Austria wants a bail-out for Eastern Europe

EUobserver brings an article with the title "Austria pleads with Europe for bail-out of east". It appears that "European banks have a financial engagement of some €1.1 trillion in the region" with Austria the most exposed. Other EU countries are less enthusiastic to give the Eastern Europeans a share in the big stimulus and rescue bonanza, but according to Austria there is no alternative because otherwise "eastern Europe will start to collapse.".

I don't give them much of a chance for the moment. We will rather see a string of local bail-outs. Crisis management means at the moment a string of ad hoc decisions. A structural approach seems far away.

The Telegraph sounds even more alarmist: "Almost all East bloc debts are owed to West Europe, especially Austrian, Swedish, Greek, Italian, and Belgian banks. En plus, Europeans account for an astonishing 74pc of the entire $4.9 trillion portfolio of loans to emerging markets.

They are five times more exposed to this latest bust than American or Japanese banks, and they are 50pc more leveraged (IMF data).

Spain is up to its neck in Latin America, which has belatedly joined the slump (Mexico's car output fell 51pc in January, and Brazil lost 650,000 jobs in one month). Britain and Switzerland are up to their necks in Asia. "

"Europe's governments are making matters worse. Some are pressuring their banks to pull back, undercutting subsidiaries in East Europe. Athens has ordered Greek banks to pull out of the Balkans."

"If Deutsche Bank is correct, the economy will have shrunk by nearly 9pc before the end of this year. This is the sort of level that stokes popular revolt.

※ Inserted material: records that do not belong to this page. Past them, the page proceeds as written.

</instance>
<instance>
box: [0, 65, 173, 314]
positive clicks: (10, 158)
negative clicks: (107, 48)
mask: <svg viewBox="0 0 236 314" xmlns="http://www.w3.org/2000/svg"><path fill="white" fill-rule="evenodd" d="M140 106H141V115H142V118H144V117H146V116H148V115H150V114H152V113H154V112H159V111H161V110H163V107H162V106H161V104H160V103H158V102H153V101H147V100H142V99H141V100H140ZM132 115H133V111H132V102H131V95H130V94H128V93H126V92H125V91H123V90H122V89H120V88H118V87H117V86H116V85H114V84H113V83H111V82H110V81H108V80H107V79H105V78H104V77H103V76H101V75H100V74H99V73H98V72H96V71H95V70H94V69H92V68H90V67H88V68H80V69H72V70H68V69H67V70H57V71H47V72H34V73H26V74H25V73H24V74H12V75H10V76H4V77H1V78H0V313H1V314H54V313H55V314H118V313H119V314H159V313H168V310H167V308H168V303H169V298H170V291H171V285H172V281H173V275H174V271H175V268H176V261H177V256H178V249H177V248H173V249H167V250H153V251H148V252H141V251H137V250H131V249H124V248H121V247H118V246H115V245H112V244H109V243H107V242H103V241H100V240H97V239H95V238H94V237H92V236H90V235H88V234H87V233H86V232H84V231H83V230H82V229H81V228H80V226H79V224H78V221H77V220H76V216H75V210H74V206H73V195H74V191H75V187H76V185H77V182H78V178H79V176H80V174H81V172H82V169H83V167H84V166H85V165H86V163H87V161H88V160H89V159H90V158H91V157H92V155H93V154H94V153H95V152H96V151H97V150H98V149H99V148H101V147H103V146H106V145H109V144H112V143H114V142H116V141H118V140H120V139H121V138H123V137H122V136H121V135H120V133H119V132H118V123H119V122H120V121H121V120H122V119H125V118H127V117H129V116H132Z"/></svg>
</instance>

The implications are obvious. Berlin is not going to rescue Ireland, Spain, Greece and Portugal as the collapse of their credit bubbles leads to rising defaults, or rescue Italy by accepting plans for EU "union bonds" should the debt markets take fright at the rocketing trajectory of Italy's public debt (hitting 112pc of GDP next year, just revised up from 101pc – big change), or rescue Austria from its Habsburg adventurism. "

This sounds like a full panic and chaos in the making. The article calls for a stronger role of the European Central Bank to achieve a coordinated response.

Postscript: it seems that a consensus is growing in Europe about how to handle the mess. The price will probably be a weaker euro as a consequence of the high costs of the bailout (good for me as my income is in dollars). More problematic are the weak countries like Greece and Italy. There is some kind of tabu on letting them go from the euro zone as it might weaken the standing of the euro. However, I can't see how they want to accomplish this. The 3 percent limit was already supposed to prevent countries from going bancrupt and it obviously didn't work. I expect that a lot of money will be wasted before the inevitable is accepted: the euro doesn't work with too different economies.